Do you make him transition fast? That can be really hard on people.

"You'll need to change activities in 5 minutes" or in a game "One more turn then we're done"

Even maybe with a visual clock for how much time is left. The visual analog timer clock things are cool.

Suddenly asking for a transition is very sudden.

The other way to approach it is to transition to something short and nicer, and then down to what you're wanting to do. Thing that is liked -> Thing that is liked more -> Thing that is liked less
Where thing in the middle is shorter and less getting stuck in it mentally, but the increased preference makes the transition to it from the first easier.

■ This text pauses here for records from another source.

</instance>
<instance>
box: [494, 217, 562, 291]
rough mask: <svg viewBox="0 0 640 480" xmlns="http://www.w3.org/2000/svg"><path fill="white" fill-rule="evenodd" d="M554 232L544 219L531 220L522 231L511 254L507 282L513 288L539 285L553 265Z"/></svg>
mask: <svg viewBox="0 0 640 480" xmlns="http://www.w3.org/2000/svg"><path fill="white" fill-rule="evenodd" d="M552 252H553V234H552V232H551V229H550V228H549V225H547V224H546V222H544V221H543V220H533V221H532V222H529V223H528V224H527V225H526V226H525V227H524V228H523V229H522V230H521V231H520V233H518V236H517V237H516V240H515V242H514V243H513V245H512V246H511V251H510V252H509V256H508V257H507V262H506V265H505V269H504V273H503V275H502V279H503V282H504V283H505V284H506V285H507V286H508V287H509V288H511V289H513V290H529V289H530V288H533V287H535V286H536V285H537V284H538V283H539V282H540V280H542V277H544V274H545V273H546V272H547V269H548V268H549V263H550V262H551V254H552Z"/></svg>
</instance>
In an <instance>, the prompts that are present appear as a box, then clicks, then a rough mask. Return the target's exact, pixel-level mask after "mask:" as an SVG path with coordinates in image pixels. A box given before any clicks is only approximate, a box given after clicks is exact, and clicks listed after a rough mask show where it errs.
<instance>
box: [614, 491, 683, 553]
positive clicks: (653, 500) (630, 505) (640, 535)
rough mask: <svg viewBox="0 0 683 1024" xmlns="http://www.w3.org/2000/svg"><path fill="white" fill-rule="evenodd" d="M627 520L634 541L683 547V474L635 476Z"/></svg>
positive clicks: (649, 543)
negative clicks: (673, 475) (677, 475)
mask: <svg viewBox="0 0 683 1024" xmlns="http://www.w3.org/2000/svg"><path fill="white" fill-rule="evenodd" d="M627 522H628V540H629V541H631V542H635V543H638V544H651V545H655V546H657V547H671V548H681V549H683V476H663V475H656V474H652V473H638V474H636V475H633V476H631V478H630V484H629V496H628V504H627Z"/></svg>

Similarly, stepping down, and organizing what order things are in so it goes
Special Thing! -> Fun predictable thing -> Thing that's not as nice
makes transitions easier than going Special Thing -> Thing that's not as nice
(Like in a school: Party -> Recess -> Schoolwork instead of Party -> Schoolwork)
(11-10-2013, 03:06 AM)megola Wrote: [ -> ](...) - the transition out of it to something else is usually volatile.(...) how I can handle this. One is to ignore him.(...)
Ignoring reminds me of people who think his behavior is due to 'attention seeking'. People thought that about me. But it is a mistake, attention seeking is not the issue and that's why it did not help me at all. It only made me feel misunderstood and ignored. Cause definately there is a problem. But the problem is because of its complexity not so easy to resolve. Tuttleturtle gives a good advice I think.
Definitely count down to any change - 10 minutes, 8, 5, 3, 1. Then stick with it. Be consistent with it so they get to know that you mean it, so they need to understand what "2 more minutes and then..." means.

I'm finding gentle discipline - quiet time to calm down, then sitting on my lap away from everyone else and asking "what's going on with you" (nicely, as an introduction to discussing what's bothering him) helps far more than time out / shouting (never works, often makes things far worse), etc.

Ask him why "no" upsets him so much. Obviously no one likes to be told they can't do what they want, but this seems to be a trigger all by itself. Ask him what he feels would be fair - I can do this with my son who is 7 as well. Sometimes he has an idea. Mostly I have to suggest things and then he will say if he thinks it's fair or not.

Like we got him a magnifying glass... what's the first thing a little boy wants to do??? I had banned him outright from trying to make something burn using the magnifier, but after I busted him doing exactly that, I realised it wasn't a fair expectation to set. I know how curious I was when I was little and how much "fun" it was to experiment and see what happens. So I told him new rules: he has to ask first, and someone has to be with him (mom or dad). He agreed that that was fair and so far we've kept to the deal Wink

Obviously you can't do this in every instance but I think bending on a few things helps them react better when you can't bend on others. *shrug* maybe???
Our OT recommended a Time Timer. It shows the time left in red so the child can "see" how much time is left. We didn't want to spend the money on the timer, so we use the minute hand on the clock to let her know how much time she has left. She seems to respond well to it and notices the hand is getting closer to the number we specified.